Posted 3/20/13 (Wed)
By Neal A. Shipman
With the number of projected students entering the Watford City Elementary School hitting the highest numbers in recent history, the McKenzie County School District No. 1 school board has decided that it has to try to squeeze one more classroom into a new addition that is scheduled to open this fall. But as school board members found out during their monthly board meeting on Wednesday, March 13, that new classroom is going to come with a fairly steep price tag.
“The cost to add one additional classroom as well as a new storage area in the new school remodeling project is going to cost $143,062,” stated Steve Holen. “That cost includes $7,000 for the protective wall covering that is being put into all of the other classrooms, as well as an additional $26,000 cost to bring water into that portion of the new school addition for a sink.”
While it was Holen’s belief that the cost to bring water to the new classroom seemed cost prohibitive, some school board members felt that it was essential that water be available in the classroom.
“If it is going to be a kindergarten room, then we’ve got to have a sink,” stated Gary Bruins, school board member. “They have a lot of projects that the students do. And they need a place to wash up.”
With the addition of the one classroom, Watford City will have 29 classrooms available for kindergarten through fifth grade in the elementary school for the start of school next fall. With increased enrollment, the district is planning on having five sections of class for kindergarten through fourth grade and four sections of students in the fifth grade.
“I like the concept of keeping this additional classroom adaptable,” stated Brad Foss, elementary school principal. “We can use it as a kindergarten or special needs classroom or whatever we need it as.”
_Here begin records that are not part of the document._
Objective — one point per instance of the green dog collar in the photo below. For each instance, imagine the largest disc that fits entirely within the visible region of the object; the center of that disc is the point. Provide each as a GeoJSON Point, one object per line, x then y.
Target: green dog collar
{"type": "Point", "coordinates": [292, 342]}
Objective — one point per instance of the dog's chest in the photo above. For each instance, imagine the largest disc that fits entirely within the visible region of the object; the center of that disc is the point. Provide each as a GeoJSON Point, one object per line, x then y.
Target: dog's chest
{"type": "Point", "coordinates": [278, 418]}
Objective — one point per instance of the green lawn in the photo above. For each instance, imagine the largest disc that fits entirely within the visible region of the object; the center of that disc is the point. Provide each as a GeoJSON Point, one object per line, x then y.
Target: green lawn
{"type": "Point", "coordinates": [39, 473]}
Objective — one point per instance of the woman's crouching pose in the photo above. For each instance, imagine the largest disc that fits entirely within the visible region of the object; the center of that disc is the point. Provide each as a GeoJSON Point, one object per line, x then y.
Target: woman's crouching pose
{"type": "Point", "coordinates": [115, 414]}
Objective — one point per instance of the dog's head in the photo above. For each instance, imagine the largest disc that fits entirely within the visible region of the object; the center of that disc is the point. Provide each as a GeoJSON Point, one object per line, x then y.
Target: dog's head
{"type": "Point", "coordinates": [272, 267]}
And flexibility, according to Foss, is the key going forward at the elementary school,
“Right now, we don’t have that flexibility,” stated Foss. “Every single space in the elementary school has been taken.”
The funding for the additional classroom, according to Holen, will come from the building project’s contingency fund.
“I don’t like using that much of our contingency fund,” stated Bruins. “But we’ve got to do it. And if we wait to put the water in later, it is going to cost us five to 10 times more.”
While the school board may have struggled with the decision to spend $143,062 on an additional classroom, it wasn’t prepared to deal with the cost to do something about the parking lot at the elementary school.
During Wednesday night’s meeting, Holen presented the board with three options for new parking lots at the elementary school.
According to Holen, while the district has not budgeted any money for parking lots at the school, the board is going to need to decide what they want.
“This (the parking lot) isn’t the highest priority of the elementary school construction project,” stated Holen. “But it’s up to the board to decide if it is a priority.”
According to Holen, the district is looking at three different parking lot options which range in price from $451,000 for a gravel lot to in excess of $1.1 million for a paved lot.
“It’s hard to look at a $1 million parking lot right now,” stated Holen. “Maybe we could look at a $400,000 parking lot.”
With the school district not having any money for a parking lot, Holen told the board that the district may have to look at a cooperative agreement to have the city and the county do some of the dirt work.
During Monday night’s meeting, the board also began work on the district’s calendar for the 2013-14 school, which could start later than normal to ensure that the elementary school is finished.
“At the present time, we are hoping that the school will be finished on Aug. 12, which would give us a couple of weeks to get the classrooms ready,” stated Holen. “If that works, we are looking at the first day of classes on Aug. 26 with the last day of school being May 23.”
But in order to accommodate a later starting date and still have school end before the Memorial Day weekend, Holen says that the board is going to have to tweak some of days that the district has allowed for holidays.
“It’s an uncomfortable calendar at this time,” states Holen. “It is a work in progress that the board will be approving at a later meeting.”
In other business, the school board approved the hiring of three new teachers at the elementary school so as to allow for four sections of classes for grades three, four and five. In addition, the board approved hiring a full-time music/physical education teacher who would split their time between the elementary school and the high school, as well as approved hiring a halftime English Language Learner position in the district.